Bayleys national director of valuations and advisory, Carl Waalkens, says purchasers will be pricing in the risk to future cashflows.
“If the Government agreements are only on a short-term basis, more weighting will be applied to the stability of future income streams.
“This will likely reduce the net profit multipliers pushing up yields over business transactions as purchasers’ appetite for risk in the current environment dissipates.
“This could be somewhat offset by the low interest rate environment and limited high yielding investment stock available for well-capitalised investors.
“From a valuation perspective, despite a lack of transactions to benchmark underlying assumptions, adopted yields and discount rates have trended upwards compared with this time last year.”
Keene says those motels that have some rooms set aside for social housing and others for general public accommodation are facing a juggle that requires sensitive management in some instances and then there is the challenge around making-good any damage, which is covered by MSD.
Regardless of headwinds in the market, Bayleys has fielded strong enquiry and completed numerous transactions on motel land and buildings, motel going-concerns, management rights businesses and holiday park properties since the pandemic lockdowns “There is investor demand and appetite and financiers have told me in recent weeks that for a deal to be backed, it would need to establish – along with the usual checks like up-to-date verified accounts – a report showing the allocation of domestic versus international travellers.”
Keene says in the small-medium segment of the motel market, most interest traditionally comes from localised investors and buyers although, with the investor hunt for income in full swing around the country, they’re fielding enquiry from other parts of New Zealand, too.
“In the motel sector, there’s not a lot of interest from offshore and of the most recent 17 transactions the Bayleys Hotels, Tourism and Leisure team has done, only one was an offshore purchaser.”
Four sizeable motel asset sales – one in Auckland and three in Taupo – completed by Bayleys Hotels, Tourism & Leisure after level three restrictions were lifted at the end of April, is a clear indication that investors and operators have confidence in the future of New Zealand’s tourism accommodation sector.
The three-storey 32-unit Parklane Motor Inn on Auckland’s North Shore was hotly contested and was eventually bought for $11.5 million sight-unseen by an offshore investor with existing property interests in Asia, Australia and Europe.
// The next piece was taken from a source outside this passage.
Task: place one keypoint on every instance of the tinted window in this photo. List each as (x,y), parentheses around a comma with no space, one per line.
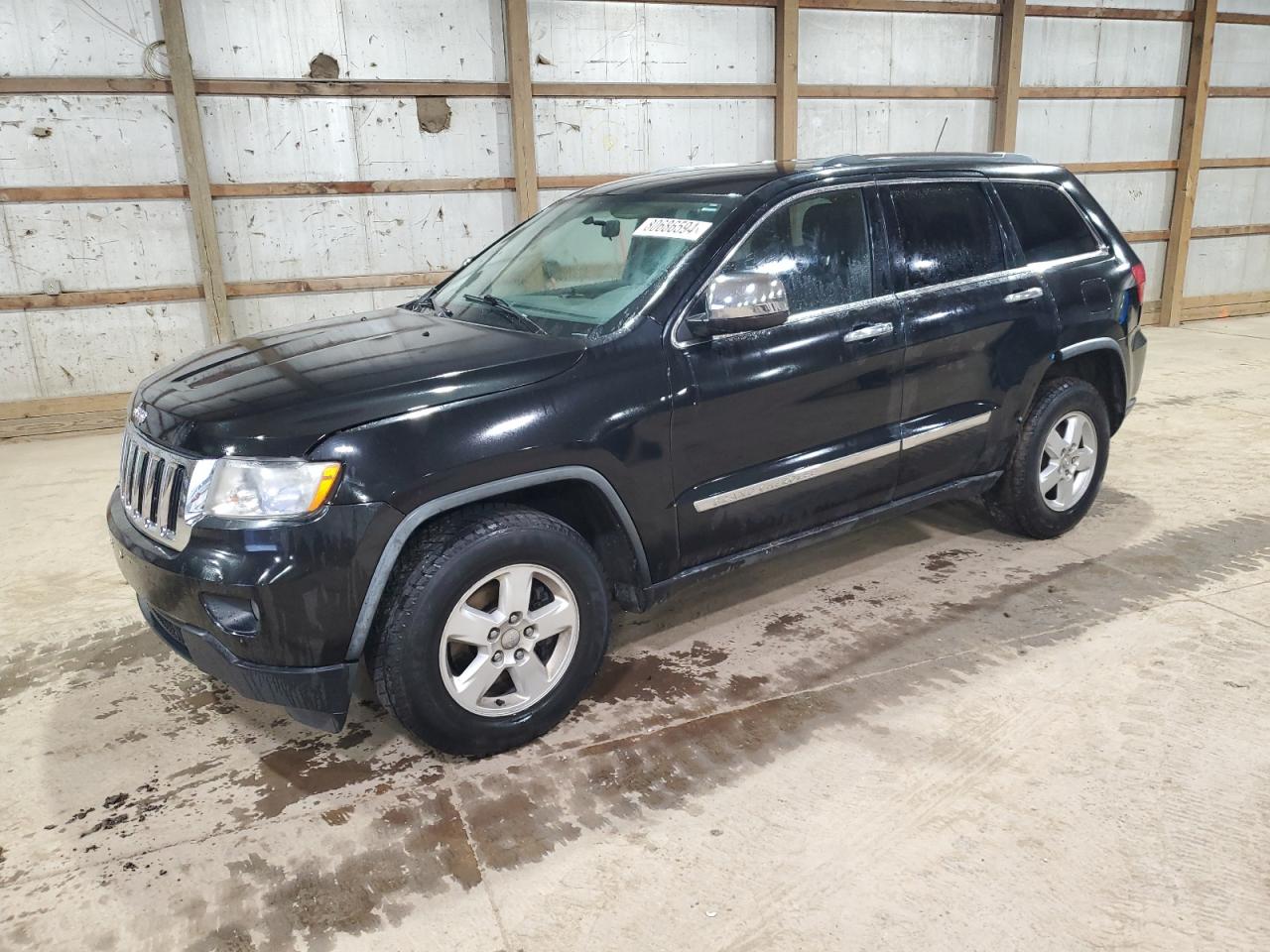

Sited on 3,116 square metres of land, the new owner intends refurbishing the Motor Inn and improving its market appeal further.
In Taupo, the high-profile freehold land and two-storey buildings housing the 24-unit Karaka Tree Motel in Taupo sold for $2.8 million.
The commercial accommodation business (only) associated with the lakefront upmarket boutique motel business, The Cove, also sold – for a confidential price – with the lease in place until 2047; as did the land and buildings sustaining the 11-unit Executive Motel in the Taupo town centre with a 16-year lease in place.
Keene says Taupo has been a standout in the market both from an occupancy and sales volume perspective.
“Taupo can rely on visitors from Auckland and north, Bay of Plenty, Hamilton, Manawatu, and Hawke’s Bay.